2005
LS, masculino, 52 anos, professor, apresentou insuficiência cardíaca. A solução era a substituição da valva aórtica por uma prótese.
Sob cuidados do Dr. JN, o paciente percorreu alguns pedágios bioéticos da relação Medicina-médico-paciente-instituição de saúde-sistema de saúde.
A sigla BBL refere-se à personificação da Bioética.
A sigla BP refere-se à bioprótese, por deferência da prosopopeia.
Primeiro pedágio bioético- ambulatório
Dr. PN -LS, você aceita, então, viver com uma prótese dentro do seu coração?

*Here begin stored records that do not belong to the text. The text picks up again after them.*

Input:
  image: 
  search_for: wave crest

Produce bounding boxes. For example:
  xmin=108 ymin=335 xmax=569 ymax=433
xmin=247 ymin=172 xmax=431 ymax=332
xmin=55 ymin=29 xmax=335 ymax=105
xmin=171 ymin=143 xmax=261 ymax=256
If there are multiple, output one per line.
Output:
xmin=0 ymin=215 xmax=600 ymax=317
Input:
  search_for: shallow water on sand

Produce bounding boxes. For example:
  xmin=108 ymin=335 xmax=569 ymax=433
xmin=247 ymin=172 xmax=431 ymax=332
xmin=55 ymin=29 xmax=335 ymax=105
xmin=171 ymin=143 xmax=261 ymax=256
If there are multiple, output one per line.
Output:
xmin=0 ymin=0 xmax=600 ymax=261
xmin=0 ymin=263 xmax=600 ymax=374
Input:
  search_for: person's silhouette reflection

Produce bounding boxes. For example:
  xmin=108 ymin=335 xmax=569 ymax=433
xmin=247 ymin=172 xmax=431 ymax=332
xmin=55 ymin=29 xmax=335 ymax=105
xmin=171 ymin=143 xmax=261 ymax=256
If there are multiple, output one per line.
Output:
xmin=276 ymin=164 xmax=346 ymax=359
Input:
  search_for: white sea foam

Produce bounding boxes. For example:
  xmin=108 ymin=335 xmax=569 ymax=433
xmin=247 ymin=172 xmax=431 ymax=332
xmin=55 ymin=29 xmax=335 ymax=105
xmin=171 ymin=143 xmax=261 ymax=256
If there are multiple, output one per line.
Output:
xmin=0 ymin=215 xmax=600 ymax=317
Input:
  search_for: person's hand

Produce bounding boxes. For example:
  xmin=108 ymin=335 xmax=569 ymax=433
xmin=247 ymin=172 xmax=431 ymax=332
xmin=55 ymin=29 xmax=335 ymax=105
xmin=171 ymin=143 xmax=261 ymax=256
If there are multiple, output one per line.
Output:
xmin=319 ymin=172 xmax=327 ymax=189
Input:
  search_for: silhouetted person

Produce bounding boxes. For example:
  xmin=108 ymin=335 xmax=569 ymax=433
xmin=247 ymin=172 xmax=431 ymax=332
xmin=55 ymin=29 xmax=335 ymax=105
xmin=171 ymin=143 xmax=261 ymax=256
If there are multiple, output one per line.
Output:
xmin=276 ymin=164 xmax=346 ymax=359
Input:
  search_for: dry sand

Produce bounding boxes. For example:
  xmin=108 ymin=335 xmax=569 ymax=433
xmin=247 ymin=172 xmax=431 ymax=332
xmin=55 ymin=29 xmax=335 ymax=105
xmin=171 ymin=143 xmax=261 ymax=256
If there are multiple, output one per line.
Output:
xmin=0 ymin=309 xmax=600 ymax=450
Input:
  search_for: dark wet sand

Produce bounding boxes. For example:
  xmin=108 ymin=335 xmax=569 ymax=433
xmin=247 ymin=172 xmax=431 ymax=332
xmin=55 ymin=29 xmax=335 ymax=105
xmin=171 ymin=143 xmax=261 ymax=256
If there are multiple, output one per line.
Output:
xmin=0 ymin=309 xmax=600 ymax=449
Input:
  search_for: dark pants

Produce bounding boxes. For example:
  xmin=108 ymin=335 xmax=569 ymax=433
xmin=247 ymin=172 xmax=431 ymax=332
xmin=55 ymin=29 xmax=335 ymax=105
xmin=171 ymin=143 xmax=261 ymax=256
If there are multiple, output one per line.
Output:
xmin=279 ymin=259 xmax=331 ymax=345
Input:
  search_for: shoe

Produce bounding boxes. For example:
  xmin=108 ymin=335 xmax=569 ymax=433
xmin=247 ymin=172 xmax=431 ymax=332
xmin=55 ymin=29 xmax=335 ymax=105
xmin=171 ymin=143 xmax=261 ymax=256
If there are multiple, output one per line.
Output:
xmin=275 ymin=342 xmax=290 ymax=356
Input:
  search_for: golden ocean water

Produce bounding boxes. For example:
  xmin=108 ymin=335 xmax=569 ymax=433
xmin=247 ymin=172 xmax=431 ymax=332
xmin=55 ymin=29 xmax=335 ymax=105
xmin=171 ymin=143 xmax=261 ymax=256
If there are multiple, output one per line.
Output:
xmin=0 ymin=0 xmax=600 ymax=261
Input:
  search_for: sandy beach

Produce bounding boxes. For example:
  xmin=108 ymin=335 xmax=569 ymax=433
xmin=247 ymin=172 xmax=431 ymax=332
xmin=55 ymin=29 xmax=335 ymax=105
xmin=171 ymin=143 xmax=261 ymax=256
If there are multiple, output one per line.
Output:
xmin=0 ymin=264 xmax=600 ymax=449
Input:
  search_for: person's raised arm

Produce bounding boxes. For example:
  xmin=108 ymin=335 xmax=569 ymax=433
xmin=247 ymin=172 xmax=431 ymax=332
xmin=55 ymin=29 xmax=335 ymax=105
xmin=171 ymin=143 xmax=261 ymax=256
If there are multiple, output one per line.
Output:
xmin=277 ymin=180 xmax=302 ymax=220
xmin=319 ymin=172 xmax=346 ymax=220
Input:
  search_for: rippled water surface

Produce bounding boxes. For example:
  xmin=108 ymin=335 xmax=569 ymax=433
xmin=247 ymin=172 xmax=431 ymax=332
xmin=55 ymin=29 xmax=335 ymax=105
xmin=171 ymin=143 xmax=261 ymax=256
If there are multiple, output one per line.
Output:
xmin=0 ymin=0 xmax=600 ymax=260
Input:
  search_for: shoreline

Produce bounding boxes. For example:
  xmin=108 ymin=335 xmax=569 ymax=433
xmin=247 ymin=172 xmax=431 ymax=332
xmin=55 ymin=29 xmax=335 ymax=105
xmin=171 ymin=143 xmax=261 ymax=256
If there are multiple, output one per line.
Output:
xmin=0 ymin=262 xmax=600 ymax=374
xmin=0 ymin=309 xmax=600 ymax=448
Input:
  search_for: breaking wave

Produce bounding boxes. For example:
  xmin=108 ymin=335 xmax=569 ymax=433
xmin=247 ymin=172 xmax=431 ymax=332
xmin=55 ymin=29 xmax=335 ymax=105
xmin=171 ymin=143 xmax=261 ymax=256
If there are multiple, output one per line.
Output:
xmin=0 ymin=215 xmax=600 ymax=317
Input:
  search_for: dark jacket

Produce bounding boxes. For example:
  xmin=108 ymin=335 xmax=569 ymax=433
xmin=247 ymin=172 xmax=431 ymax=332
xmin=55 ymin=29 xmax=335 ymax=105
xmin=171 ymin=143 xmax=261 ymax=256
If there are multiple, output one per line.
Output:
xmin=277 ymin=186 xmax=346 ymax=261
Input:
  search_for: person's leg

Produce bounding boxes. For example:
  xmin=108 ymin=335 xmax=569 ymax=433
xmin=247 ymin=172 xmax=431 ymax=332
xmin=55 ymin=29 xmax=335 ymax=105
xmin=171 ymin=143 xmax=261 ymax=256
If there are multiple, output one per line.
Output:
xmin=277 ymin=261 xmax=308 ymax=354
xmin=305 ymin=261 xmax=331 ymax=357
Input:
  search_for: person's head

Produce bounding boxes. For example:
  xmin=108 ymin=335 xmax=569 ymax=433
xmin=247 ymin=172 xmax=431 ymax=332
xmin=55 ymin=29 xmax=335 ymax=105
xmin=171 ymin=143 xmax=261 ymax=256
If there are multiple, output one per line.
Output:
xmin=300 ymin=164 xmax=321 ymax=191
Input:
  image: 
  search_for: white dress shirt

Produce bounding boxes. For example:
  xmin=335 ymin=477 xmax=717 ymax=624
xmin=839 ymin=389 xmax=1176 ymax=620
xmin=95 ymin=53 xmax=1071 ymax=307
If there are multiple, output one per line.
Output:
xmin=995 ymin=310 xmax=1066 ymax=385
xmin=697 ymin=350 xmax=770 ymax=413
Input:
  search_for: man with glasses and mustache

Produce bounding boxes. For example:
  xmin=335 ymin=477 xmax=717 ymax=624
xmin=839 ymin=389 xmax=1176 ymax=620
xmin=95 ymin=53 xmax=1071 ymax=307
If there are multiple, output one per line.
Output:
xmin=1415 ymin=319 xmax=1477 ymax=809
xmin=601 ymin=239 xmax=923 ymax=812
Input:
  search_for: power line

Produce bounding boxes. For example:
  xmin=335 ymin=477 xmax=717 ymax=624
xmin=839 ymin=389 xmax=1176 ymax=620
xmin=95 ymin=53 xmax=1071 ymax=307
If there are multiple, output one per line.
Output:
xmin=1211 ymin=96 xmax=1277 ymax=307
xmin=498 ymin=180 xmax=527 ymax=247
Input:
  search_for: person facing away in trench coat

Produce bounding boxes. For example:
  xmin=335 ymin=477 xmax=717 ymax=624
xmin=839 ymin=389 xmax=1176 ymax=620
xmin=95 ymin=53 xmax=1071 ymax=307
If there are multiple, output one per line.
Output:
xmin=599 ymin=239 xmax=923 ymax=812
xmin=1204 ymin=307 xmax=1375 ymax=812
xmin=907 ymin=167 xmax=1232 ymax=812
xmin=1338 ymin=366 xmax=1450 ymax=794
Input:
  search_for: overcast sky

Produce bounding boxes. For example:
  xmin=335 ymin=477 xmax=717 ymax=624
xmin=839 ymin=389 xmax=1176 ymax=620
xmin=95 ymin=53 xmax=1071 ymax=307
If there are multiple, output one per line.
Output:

LS – Doutor, a vida perdeu o sentido. Desejo me recuperar o mais breve possível.
Dr. PN -Preciso do seu consentimento.
LS- Como faço?
Dr. JN – É dizer que aceita, mas somente se você se sente esclarecido e livre para decidir.
LS -Esclarecido sem dúvida, doutor, pois compreendi as explicações que o senhor me deu.
Dr. PN -E livre também?
LS -Livre certamente, eu não sinto nenhuma imposição externa.
Dr. PN -E interna?
LS -Doutor, sinceramente, se só dependesse da minha vontade, ficaria tomando comprimidos e até tomando umas injeções. Eles como que tiraram com a mão o meu desconforto.
Dr. PN -Eu compreendo. Os medicamentos lhe devolveram conforto, mas não posso garantir que isto dure muito tempo mais.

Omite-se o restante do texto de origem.